This is what I'd do and check:
(all of this is dependant on how paranoid you are and how confidential the data really is, translaten for the next ueber-web-facebook-flash-game aren't quite as confidential as say translations for legal parties that are planning to have some international drug raid and need to pass information around)
- First and foremost: Invalidate all URLs that have been sent out
- Password protect everything but don't tell anyone the password
Things under your control
- was the message really encrypted (maybe just signed)
- check the machine that did the encryption for malware (was it some gateway that is publicly reachable, was it "real end to end encryption)
- someone got access to the private key without using malware:
- repeat the process and check logs
- repeat the process with a new key and check the logs - tell recipients about the new key
- repeat the process with a new key and check the logs - don't distribute the new key
Things not under your control
- malware on any of the recipients machines
Find out who's the bad guy
- send a unique so called secure URL to every person in question unencrypted
- send a unique so called secure URL to every person in question encrypted -- this is actuall optional
(sorry but sending out an unprotected URL by GPG is just about the same as sending out a protected URL in plaintext -- script kiddies will find that stuff -- also protecting on the server side is in my experience more valuable for a business since you have more control)
I had a friend very proud of consistently using PGP for all his mail converstations.
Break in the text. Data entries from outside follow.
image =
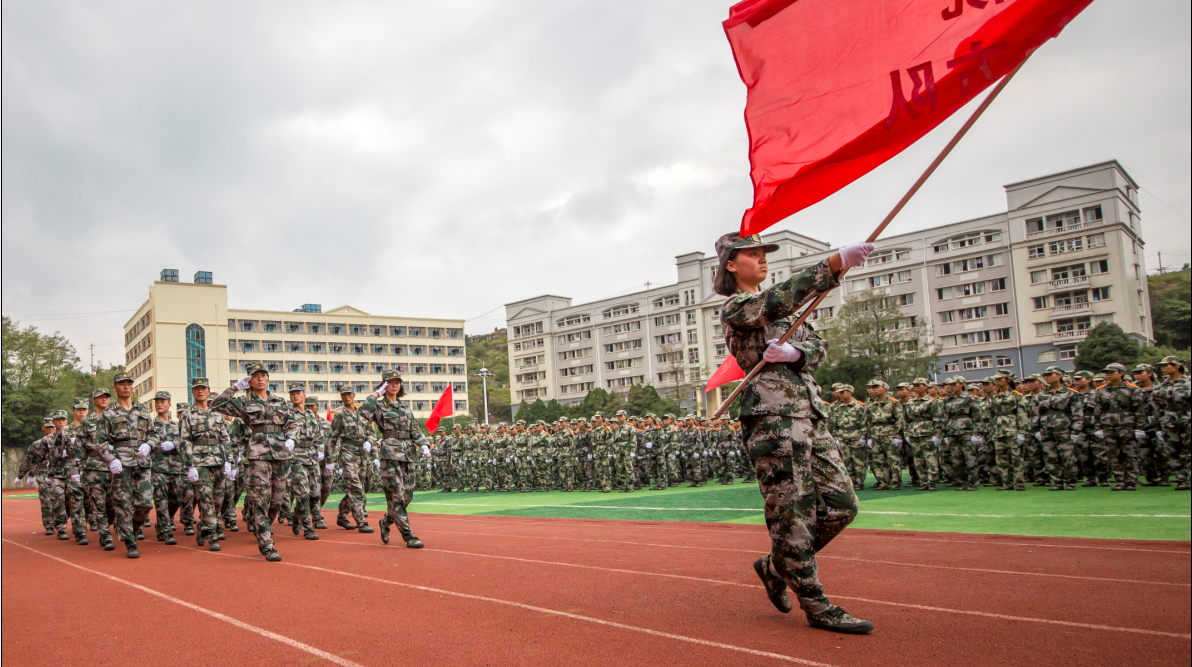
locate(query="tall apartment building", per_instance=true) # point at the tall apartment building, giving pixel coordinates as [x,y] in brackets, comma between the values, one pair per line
[186,330]
[1017,290]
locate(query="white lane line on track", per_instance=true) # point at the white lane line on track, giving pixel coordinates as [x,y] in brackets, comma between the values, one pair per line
[756,587]
[216,615]
[547,611]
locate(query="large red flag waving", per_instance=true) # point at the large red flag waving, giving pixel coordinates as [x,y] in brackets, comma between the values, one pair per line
[445,407]
[728,372]
[837,87]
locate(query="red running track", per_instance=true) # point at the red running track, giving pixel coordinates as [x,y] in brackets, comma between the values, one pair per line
[526,591]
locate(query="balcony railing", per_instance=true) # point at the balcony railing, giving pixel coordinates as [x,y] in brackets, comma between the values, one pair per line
[1067,229]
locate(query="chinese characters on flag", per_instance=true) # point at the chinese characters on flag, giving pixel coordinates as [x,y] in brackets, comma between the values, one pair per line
[837,87]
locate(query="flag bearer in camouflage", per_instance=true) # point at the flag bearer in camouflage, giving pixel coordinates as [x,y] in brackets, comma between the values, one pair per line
[205,456]
[402,444]
[962,413]
[1057,423]
[169,482]
[848,422]
[807,492]
[304,478]
[1173,397]
[924,431]
[272,440]
[886,430]
[1009,424]
[1152,453]
[351,444]
[126,428]
[1118,411]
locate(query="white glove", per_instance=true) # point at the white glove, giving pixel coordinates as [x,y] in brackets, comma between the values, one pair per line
[786,353]
[852,256]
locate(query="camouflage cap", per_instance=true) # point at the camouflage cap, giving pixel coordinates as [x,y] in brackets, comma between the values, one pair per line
[390,375]
[254,368]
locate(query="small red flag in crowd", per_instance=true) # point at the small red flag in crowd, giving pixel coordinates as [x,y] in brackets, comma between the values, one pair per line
[728,372]
[445,407]
[837,87]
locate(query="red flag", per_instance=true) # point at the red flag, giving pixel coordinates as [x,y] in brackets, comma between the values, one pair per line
[445,407]
[728,372]
[837,87]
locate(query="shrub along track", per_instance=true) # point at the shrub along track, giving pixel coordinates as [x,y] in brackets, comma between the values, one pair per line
[539,591]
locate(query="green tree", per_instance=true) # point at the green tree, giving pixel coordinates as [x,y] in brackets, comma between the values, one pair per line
[870,332]
[1171,307]
[1105,344]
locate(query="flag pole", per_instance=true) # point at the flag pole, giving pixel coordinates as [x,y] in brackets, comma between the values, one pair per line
[813,300]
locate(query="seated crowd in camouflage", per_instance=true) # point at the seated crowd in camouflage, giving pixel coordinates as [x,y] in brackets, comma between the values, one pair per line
[1053,429]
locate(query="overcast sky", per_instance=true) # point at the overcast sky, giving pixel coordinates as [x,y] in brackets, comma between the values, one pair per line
[442,159]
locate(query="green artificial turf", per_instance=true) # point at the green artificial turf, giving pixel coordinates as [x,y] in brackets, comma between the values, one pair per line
[1147,513]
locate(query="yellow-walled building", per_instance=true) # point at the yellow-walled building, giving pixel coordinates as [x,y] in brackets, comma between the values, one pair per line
[186,330]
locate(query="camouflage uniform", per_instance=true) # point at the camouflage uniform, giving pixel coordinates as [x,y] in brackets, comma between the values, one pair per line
[808,497]
[401,440]
[272,431]
[886,428]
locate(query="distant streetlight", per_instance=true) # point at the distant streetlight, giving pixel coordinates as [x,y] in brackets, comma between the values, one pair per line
[484,374]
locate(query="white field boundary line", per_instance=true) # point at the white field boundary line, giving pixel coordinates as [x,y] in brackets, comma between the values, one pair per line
[547,611]
[216,615]
[756,587]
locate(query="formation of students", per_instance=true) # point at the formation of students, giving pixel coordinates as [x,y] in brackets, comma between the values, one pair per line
[627,453]
[1054,429]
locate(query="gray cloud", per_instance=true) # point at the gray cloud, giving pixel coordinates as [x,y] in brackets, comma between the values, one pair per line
[444,159]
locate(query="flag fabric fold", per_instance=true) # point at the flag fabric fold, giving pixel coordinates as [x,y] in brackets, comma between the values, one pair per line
[837,87]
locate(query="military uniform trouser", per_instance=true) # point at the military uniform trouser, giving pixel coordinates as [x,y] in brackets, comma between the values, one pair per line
[265,487]
[131,494]
[172,492]
[807,496]
[398,482]
[351,473]
[211,490]
[1060,455]
[926,459]
[1009,453]
[887,462]
[1122,450]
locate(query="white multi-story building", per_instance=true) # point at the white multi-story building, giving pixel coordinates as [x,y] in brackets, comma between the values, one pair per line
[186,330]
[1017,290]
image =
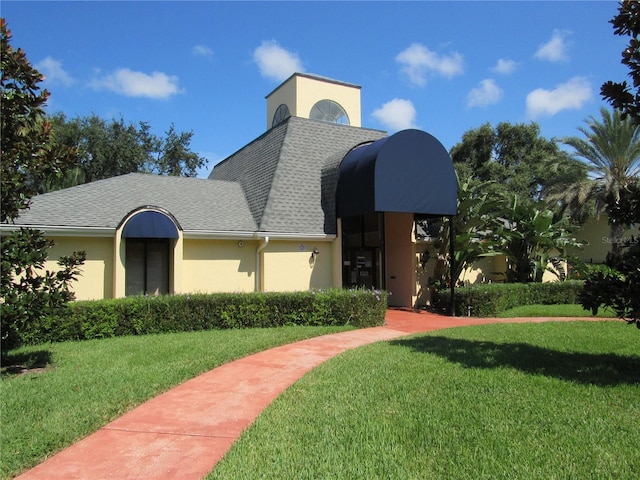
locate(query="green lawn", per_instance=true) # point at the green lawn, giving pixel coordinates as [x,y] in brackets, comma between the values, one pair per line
[87,384]
[511,401]
[553,311]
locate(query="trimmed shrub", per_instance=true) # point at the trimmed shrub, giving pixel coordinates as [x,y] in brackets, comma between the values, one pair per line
[487,300]
[179,313]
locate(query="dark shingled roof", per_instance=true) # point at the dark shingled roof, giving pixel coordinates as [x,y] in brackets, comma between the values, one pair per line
[282,182]
[196,204]
[281,173]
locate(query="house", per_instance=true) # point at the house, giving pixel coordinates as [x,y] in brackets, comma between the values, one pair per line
[317,201]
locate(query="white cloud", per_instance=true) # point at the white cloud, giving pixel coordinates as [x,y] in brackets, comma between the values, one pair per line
[487,93]
[275,62]
[505,66]
[130,83]
[53,72]
[396,114]
[556,49]
[571,95]
[418,62]
[202,51]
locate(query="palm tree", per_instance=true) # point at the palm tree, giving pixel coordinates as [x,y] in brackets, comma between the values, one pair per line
[610,150]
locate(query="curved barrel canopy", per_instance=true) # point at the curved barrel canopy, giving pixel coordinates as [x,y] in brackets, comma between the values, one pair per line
[409,171]
[150,224]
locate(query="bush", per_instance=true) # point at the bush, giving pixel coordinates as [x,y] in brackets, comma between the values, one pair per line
[179,313]
[487,300]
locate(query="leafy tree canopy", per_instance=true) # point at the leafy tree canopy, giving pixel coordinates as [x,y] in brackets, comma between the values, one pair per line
[30,157]
[620,95]
[514,160]
[111,148]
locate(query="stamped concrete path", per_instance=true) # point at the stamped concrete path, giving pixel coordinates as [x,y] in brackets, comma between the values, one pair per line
[184,432]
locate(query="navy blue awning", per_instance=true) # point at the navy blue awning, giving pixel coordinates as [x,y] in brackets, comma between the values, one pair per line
[150,224]
[409,172]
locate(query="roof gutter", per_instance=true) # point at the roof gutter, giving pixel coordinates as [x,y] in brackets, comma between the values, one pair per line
[263,244]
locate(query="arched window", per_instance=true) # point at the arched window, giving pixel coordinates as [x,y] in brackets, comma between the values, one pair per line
[329,111]
[149,236]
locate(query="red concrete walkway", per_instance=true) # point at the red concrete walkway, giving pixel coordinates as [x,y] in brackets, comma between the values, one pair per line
[184,432]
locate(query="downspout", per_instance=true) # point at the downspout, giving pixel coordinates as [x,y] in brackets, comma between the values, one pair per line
[261,247]
[452,265]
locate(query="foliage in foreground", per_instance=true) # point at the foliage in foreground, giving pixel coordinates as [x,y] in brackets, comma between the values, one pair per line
[81,386]
[615,285]
[142,315]
[536,401]
[30,157]
[489,300]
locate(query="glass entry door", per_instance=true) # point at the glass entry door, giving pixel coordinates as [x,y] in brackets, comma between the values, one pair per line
[362,251]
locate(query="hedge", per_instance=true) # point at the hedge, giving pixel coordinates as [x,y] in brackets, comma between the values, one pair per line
[487,300]
[142,315]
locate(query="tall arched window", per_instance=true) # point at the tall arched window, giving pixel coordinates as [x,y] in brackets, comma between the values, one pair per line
[282,113]
[329,111]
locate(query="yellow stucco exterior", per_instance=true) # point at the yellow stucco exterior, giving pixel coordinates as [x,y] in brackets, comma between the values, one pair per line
[597,233]
[96,278]
[301,92]
[292,265]
[217,266]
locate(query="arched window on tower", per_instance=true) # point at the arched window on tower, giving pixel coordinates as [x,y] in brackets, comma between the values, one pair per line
[149,236]
[329,111]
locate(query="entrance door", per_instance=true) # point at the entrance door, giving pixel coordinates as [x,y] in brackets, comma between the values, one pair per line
[362,247]
[147,266]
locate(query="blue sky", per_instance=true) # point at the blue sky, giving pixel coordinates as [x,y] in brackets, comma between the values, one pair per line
[206,66]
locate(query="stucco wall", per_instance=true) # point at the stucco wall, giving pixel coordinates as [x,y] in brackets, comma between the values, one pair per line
[400,259]
[218,266]
[300,94]
[598,233]
[289,266]
[96,279]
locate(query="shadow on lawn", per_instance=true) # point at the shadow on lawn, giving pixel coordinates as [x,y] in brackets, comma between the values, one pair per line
[20,363]
[586,368]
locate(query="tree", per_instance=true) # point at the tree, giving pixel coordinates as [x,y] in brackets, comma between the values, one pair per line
[30,157]
[514,160]
[110,148]
[531,240]
[615,285]
[610,151]
[620,95]
[472,232]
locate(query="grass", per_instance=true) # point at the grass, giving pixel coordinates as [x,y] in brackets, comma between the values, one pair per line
[84,385]
[553,311]
[511,401]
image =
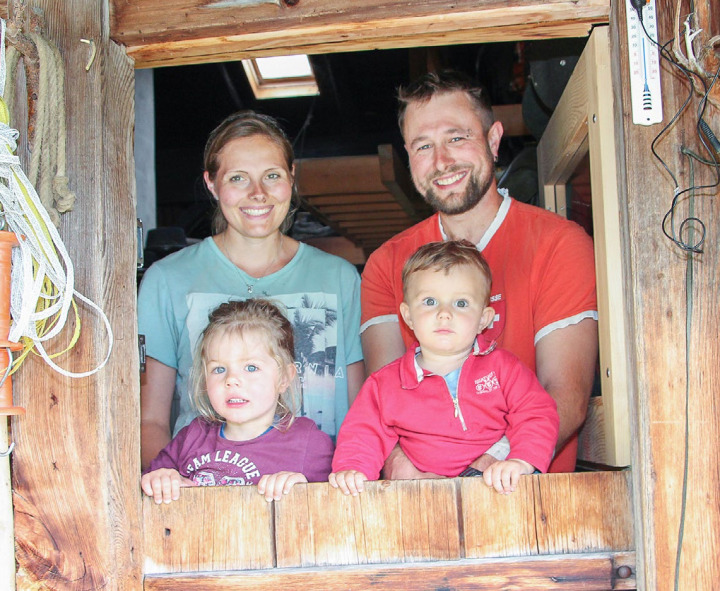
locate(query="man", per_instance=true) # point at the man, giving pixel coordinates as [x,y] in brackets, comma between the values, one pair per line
[543,288]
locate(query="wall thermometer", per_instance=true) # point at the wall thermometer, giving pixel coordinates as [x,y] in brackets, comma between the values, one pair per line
[645,91]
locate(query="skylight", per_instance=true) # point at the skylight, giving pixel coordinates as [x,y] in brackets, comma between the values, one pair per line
[285,76]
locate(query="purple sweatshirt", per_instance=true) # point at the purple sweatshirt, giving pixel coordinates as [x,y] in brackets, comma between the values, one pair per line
[199,452]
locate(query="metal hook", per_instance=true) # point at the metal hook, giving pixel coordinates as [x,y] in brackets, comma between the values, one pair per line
[91,43]
[4,454]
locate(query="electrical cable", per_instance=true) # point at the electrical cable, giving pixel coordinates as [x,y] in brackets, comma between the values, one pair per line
[703,131]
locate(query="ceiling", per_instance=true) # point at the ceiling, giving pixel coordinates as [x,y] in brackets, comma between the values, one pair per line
[354,116]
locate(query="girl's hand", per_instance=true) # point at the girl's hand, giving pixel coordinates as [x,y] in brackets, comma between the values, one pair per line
[350,482]
[504,476]
[274,486]
[164,484]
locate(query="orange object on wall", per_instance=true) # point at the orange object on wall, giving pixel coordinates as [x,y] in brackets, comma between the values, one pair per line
[7,241]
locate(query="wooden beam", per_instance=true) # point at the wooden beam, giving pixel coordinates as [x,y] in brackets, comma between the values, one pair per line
[395,177]
[613,328]
[76,464]
[673,320]
[391,522]
[331,176]
[594,572]
[178,32]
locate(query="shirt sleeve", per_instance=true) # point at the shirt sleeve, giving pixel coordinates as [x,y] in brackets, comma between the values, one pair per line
[364,441]
[378,290]
[169,456]
[351,314]
[318,455]
[532,417]
[156,318]
[565,292]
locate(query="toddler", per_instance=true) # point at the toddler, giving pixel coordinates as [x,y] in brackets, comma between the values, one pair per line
[448,399]
[246,432]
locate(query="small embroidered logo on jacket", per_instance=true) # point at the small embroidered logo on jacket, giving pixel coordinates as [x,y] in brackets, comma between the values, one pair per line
[487,384]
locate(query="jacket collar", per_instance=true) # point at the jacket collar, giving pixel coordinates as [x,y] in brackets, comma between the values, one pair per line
[411,374]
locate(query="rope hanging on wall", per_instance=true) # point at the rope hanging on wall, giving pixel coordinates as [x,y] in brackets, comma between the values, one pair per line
[46,129]
[42,272]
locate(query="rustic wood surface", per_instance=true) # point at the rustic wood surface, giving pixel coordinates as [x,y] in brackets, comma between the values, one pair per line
[498,525]
[193,31]
[221,528]
[558,573]
[663,377]
[585,512]
[76,463]
[391,522]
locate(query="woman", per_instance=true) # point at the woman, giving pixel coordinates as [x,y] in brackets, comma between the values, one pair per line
[249,171]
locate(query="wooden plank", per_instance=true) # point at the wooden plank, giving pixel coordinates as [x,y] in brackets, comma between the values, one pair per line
[190,31]
[347,197]
[220,528]
[584,512]
[387,523]
[395,176]
[381,206]
[595,572]
[76,462]
[331,176]
[339,246]
[512,120]
[675,378]
[486,513]
[349,216]
[564,142]
[612,327]
[389,225]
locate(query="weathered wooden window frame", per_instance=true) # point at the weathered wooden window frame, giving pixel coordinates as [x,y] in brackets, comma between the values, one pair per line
[584,122]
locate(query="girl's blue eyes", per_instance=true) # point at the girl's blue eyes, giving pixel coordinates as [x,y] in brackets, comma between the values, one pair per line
[429,301]
[250,367]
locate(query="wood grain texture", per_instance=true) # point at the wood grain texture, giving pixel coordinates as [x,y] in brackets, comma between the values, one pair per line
[229,528]
[389,522]
[76,464]
[665,369]
[219,528]
[585,512]
[558,573]
[495,524]
[189,31]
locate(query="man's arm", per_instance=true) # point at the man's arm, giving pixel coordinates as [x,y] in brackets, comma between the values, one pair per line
[382,343]
[566,360]
[157,386]
[356,377]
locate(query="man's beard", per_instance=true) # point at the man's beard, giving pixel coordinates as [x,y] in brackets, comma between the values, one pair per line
[476,188]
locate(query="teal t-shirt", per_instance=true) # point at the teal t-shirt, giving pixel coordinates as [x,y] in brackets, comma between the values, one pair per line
[320,293]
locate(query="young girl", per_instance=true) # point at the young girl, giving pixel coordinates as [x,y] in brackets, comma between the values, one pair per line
[246,432]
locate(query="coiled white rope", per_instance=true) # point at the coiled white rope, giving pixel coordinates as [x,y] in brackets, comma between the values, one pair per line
[42,287]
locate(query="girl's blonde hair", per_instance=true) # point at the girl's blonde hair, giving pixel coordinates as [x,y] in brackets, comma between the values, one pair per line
[239,318]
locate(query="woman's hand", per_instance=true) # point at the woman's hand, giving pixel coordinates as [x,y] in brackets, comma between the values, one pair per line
[274,486]
[164,484]
[350,482]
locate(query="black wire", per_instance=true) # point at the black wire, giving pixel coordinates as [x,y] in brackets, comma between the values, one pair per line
[690,222]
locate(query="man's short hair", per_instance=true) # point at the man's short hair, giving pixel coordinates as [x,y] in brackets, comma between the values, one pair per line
[443,256]
[433,83]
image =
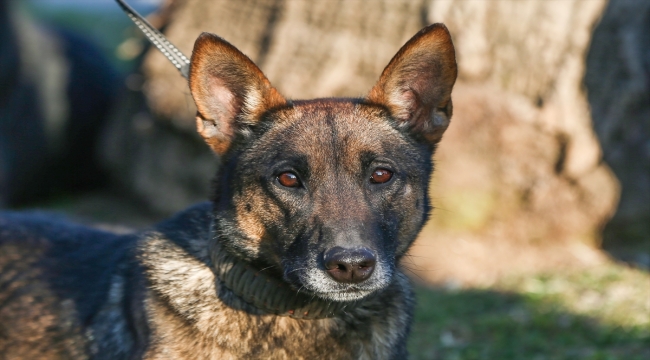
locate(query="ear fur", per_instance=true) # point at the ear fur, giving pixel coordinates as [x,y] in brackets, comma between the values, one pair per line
[416,85]
[229,90]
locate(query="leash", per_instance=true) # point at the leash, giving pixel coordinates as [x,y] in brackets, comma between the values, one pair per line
[171,52]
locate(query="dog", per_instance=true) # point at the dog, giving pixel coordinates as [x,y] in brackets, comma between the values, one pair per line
[297,254]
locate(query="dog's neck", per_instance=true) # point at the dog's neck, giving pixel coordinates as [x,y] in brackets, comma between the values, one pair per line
[267,293]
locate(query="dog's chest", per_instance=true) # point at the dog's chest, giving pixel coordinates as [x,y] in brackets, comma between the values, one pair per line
[235,334]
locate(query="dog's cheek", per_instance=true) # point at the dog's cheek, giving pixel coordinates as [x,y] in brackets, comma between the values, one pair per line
[253,213]
[412,211]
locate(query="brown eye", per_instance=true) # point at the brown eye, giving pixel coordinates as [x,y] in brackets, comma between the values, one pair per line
[288,179]
[380,176]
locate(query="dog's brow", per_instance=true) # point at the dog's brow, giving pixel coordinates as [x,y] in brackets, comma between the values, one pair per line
[171,52]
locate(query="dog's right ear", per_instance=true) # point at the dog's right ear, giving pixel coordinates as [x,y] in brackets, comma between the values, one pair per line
[230,91]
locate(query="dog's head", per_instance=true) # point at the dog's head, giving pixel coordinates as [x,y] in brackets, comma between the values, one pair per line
[326,193]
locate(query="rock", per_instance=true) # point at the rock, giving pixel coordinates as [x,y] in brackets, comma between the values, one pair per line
[618,85]
[519,185]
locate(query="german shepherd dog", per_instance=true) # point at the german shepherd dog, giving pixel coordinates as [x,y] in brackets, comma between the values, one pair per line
[296,256]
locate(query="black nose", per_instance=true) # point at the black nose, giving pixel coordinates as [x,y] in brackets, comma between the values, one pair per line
[349,265]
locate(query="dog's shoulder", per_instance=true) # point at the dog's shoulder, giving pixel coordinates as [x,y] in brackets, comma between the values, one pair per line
[56,279]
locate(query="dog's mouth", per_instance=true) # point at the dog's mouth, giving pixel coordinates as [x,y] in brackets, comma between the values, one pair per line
[318,282]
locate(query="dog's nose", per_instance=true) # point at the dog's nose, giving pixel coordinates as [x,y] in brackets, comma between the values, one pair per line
[349,265]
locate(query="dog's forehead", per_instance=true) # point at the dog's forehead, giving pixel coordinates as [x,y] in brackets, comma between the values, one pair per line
[322,126]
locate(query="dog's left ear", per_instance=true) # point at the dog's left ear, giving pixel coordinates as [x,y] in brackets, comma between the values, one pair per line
[416,85]
[230,91]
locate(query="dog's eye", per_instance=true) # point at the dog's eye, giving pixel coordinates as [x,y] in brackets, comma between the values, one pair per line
[289,179]
[380,176]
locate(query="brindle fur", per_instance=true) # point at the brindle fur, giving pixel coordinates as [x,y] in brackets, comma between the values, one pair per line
[72,292]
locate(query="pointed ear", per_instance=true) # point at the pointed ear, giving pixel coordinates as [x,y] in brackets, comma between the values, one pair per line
[230,91]
[416,85]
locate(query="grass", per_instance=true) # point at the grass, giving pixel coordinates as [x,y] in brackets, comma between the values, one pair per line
[601,313]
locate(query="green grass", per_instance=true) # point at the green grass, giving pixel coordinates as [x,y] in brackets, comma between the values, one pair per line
[599,313]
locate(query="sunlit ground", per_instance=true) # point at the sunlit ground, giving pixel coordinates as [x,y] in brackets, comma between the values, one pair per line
[597,313]
[600,313]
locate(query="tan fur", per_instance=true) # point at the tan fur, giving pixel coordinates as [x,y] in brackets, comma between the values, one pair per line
[74,292]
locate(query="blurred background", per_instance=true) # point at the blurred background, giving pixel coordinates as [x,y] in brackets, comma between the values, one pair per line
[539,244]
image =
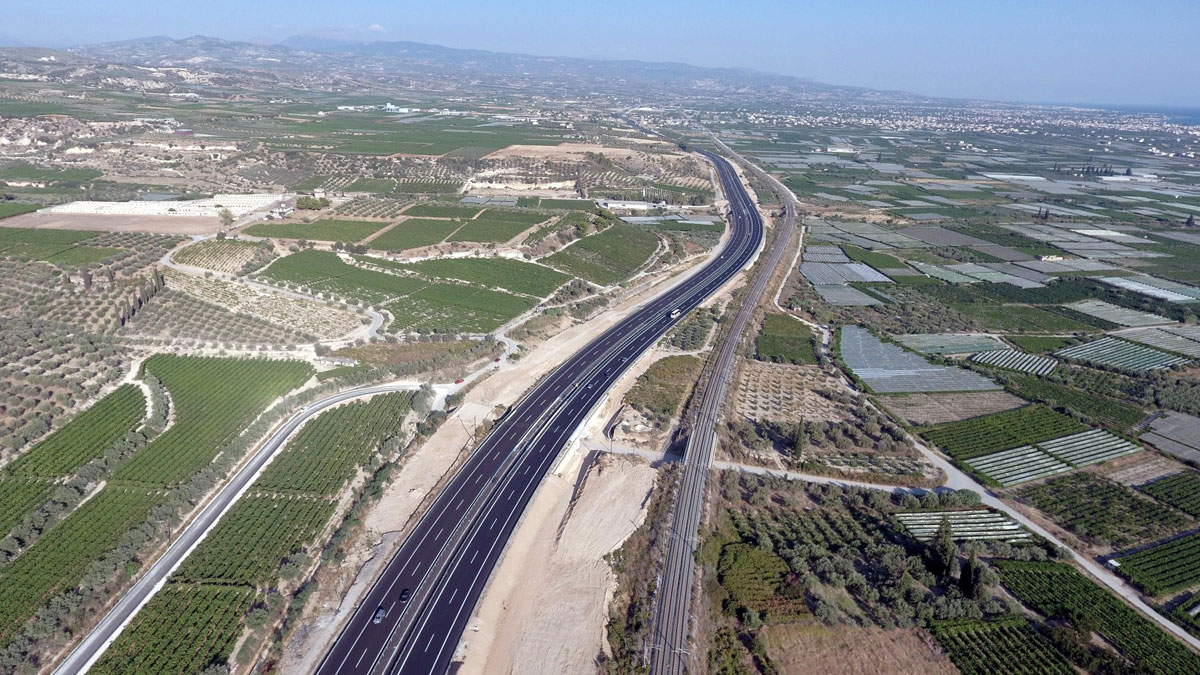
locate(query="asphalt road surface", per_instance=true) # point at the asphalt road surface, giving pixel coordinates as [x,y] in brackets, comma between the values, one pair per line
[670,653]
[109,627]
[448,557]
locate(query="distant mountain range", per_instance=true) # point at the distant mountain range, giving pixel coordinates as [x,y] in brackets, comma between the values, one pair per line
[415,63]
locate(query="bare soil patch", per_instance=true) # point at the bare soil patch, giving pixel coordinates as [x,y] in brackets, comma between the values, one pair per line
[814,647]
[156,225]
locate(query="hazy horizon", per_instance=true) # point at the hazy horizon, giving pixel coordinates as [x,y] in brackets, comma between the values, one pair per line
[1102,53]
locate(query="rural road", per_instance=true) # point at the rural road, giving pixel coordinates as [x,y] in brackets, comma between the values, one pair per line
[449,556]
[112,625]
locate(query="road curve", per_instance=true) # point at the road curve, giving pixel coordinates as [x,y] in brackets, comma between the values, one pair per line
[449,556]
[671,617]
[111,626]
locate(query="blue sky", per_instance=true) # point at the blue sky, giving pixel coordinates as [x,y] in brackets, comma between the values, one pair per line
[1141,52]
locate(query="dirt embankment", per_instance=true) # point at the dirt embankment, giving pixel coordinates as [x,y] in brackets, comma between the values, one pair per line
[547,608]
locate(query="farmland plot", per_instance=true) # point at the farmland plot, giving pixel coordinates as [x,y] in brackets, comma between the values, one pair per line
[1053,586]
[214,400]
[414,233]
[1165,568]
[220,255]
[888,369]
[982,435]
[1017,465]
[1116,314]
[1089,447]
[1163,340]
[1003,645]
[607,257]
[1020,362]
[1103,512]
[1117,353]
[318,231]
[493,273]
[293,314]
[322,272]
[940,408]
[965,525]
[949,344]
[450,308]
[1181,490]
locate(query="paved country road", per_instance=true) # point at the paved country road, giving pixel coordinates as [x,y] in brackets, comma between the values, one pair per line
[449,556]
[111,626]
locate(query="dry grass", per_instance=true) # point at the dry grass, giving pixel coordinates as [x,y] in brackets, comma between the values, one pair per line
[936,408]
[382,354]
[813,647]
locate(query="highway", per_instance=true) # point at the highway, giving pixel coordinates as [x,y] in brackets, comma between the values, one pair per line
[111,626]
[449,556]
[671,617]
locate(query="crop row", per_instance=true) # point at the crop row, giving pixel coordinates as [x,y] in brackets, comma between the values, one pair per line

That is ntil he found out that he accidentally had exported his private key and kept sending that around all the time instead of the public key -- funny at the time, but you never know what hits you (now it wasn't me, I'm by far to lazy to encrypt my mails with PGP and explain it to customers, I usually use some encrypted ZIP-file or something else that is useable by non-tech people without explanation)
Implement one-time-passwords for your translators. Send them the new stuff by snail-mail.
Also, I assume you have a written consent about not giving stuff away and you are absolutely sure that it wasn't by coincidence someone with some technical background that scripted receiving encrypted mails and automagically does some other stuff.
Also (again), any possibility that any of the recipients have subcontractors that do the actual work and the mail got forwarded (possibly with the key needed to decrypt it)
Last but not least: There's this thing called mobile access, did you give everyone a call to make sure it wasn't valid access from somewhere you haven't expected?